This template implements a modern data architecture using AWS services and Apache Iceberg, featuring a clean separation between ingestion and transformation layers.
Architecture Overview
Data pipelines are built using a 2-layer architecture:
Ingestion Layer (ingest/): Extracts data from external sources and loads it into Apache Iceberg tables
Transformation Layer (transform/): Transforms raw data using dbt and AWS Athena into analytics-ready tables
The ingestion layer extracts data from external sources and loads it into Apache Iceberg landing tables. It consists of three main components:
Source-specific ingestion code in pipelines/ingest/{SOURCE_NAME}-ingestion/
Schema definitions in pipelines/ingest/{SOURCE_NAME}-schema/
Infrastructure as code in Terraform files (pipelines/*.tf)

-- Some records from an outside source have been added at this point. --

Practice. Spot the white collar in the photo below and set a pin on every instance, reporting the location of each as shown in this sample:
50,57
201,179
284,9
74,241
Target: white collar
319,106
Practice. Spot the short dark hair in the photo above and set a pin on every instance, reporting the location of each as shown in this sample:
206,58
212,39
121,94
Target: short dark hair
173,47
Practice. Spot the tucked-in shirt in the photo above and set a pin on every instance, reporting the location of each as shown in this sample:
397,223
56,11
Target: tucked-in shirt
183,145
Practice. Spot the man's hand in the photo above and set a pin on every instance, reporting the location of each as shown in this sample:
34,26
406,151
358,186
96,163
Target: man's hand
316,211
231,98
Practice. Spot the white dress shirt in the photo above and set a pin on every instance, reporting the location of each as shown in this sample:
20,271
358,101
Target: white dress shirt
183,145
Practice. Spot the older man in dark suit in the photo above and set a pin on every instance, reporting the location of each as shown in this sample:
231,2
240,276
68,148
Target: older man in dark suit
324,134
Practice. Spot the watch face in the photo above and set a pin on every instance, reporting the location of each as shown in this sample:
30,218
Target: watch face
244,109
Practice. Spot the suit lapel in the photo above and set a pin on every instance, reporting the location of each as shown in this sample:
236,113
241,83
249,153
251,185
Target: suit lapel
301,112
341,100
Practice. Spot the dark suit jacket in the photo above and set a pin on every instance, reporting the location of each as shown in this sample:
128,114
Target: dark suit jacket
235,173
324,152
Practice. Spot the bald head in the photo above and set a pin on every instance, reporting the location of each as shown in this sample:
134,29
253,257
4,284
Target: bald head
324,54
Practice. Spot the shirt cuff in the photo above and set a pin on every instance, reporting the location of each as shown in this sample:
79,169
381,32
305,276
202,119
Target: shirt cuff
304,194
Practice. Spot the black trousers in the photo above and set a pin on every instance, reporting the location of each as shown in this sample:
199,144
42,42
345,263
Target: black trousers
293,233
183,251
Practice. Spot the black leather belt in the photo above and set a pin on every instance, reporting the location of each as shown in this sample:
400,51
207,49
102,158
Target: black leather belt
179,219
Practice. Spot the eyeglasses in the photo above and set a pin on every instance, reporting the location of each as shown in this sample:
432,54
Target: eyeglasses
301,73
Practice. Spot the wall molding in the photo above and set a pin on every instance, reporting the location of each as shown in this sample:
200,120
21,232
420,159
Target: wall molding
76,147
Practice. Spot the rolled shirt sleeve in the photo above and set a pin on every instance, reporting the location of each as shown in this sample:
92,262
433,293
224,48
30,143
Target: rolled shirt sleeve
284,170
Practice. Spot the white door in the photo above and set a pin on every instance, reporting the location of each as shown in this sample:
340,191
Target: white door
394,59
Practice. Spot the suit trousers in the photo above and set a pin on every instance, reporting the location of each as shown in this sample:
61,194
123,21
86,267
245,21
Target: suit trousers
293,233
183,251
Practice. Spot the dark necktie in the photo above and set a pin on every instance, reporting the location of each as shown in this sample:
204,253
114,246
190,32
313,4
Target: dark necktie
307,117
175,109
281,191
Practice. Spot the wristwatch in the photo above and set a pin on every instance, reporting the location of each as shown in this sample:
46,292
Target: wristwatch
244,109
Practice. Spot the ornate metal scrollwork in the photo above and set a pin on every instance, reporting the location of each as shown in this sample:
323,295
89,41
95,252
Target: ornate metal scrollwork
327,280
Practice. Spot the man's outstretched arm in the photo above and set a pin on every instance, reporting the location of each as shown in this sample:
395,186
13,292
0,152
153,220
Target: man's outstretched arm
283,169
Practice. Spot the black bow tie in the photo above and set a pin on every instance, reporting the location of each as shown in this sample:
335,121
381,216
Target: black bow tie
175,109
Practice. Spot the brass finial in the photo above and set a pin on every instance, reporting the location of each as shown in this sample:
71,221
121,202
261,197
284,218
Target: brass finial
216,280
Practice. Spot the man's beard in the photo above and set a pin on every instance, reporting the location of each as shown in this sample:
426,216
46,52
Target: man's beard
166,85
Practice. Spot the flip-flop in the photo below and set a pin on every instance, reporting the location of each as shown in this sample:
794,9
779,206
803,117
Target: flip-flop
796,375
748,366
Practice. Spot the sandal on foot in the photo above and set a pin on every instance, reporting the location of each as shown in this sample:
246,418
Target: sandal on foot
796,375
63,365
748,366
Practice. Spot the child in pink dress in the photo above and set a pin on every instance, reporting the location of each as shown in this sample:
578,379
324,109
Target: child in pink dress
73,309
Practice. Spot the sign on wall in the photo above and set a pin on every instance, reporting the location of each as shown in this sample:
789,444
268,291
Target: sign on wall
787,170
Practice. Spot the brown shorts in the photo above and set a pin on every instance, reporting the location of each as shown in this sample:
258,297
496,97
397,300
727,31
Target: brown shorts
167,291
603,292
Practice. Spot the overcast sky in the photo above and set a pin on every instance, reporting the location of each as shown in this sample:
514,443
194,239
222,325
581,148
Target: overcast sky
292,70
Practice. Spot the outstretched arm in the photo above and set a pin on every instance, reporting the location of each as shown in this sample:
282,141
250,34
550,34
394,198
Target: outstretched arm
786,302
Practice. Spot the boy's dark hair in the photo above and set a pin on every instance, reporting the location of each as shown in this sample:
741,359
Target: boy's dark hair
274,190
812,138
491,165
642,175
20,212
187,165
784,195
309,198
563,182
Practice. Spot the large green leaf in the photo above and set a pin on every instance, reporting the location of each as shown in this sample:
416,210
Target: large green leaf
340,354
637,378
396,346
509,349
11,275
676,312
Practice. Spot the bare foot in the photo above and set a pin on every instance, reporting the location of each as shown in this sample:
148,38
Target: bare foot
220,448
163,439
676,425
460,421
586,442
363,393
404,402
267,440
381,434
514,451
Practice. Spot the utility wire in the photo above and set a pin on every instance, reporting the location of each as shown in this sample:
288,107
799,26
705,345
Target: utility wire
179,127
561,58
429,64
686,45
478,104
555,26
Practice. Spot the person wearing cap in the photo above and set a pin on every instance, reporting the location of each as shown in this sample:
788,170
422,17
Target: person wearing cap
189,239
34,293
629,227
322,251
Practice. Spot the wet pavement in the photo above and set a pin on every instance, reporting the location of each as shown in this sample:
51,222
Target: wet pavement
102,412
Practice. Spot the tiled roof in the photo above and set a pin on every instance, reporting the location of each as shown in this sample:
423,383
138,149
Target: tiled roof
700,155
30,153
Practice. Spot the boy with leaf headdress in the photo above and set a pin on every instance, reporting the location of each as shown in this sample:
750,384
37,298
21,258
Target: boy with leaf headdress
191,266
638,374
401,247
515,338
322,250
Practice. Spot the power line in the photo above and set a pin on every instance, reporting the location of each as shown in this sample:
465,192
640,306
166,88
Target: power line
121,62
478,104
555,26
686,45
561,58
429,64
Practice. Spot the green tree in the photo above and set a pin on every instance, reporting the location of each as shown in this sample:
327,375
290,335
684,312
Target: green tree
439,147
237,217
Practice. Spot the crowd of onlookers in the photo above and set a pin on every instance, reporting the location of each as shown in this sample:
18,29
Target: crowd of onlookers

Example: Chess.com Pipeline
This repository includes an example pipeline that ingests data from Chess.com:
pipelines/
├── ingest/
│ ├── chess-ingestion/
│ │ ├── lambda_handler.py # Lambda code using DLT for Chess.com ingestion
│ │ ├── Dockerfile # Container image definition
│ │ └── ...
│ ├── chess-schema/
│ │ ├── chess_players_games.py # Schema definition for players_games table
│ │ ├── chess_players.py # Schema definition for players table
│ │ └── ...
├── chess_lambda.tf # Terraform creating the Lambda function
├── ingestion_bucket.tf # S3 bucket for landing zone
├── staging_bucket.tf # S3 bucket for staging/analytics zone
└── ...
Ingestion Process
The data ingestion process follows these steps:
Table Management: The same Lambda then uses PyIceberg to add these files to Iceberg tables
Landing Table Management
The landing tables are defined and managed through schema scripts in pipelines/ingest/{SOURCE_NAME}-schema/. These scripts are automatically executed during deployment to:
Create new tables if they don't exist
Update existing table schemas when needed
Maintain table properties and metadata
When schema changes are required, you modify and redeploy these definition files.
Transformation Layer
The transformation layer processes data from landing tables into analytics-ready formats using dbt. It consists of:
dbt project in transform/
Infrastructure code in pipelines/*.tf (especially ecs_task_dbt.tf)
Infrastructure Overview
The following diagram shows the AWS infrastructure components and their relationships:
%%{init: {'theme':'dark', 'themeVariables': {'primaryColor': '#06d6a0', 'primaryTextColor': '#fff', 'primaryBorderColor': '#05c491', 'lineColor': '#ef476f', 'secondaryColor': '#118ab2', 'tertiaryColor': '#073b4c'}}}%%
graph TB
%% INFRASTRUCTURE COMPONENTS
subgraph "AWS Infrastructure"
%% Data Storage
subgraph "Data Storage"
ingestion_bucket[(Ingestion<br/>S3 Bucket)]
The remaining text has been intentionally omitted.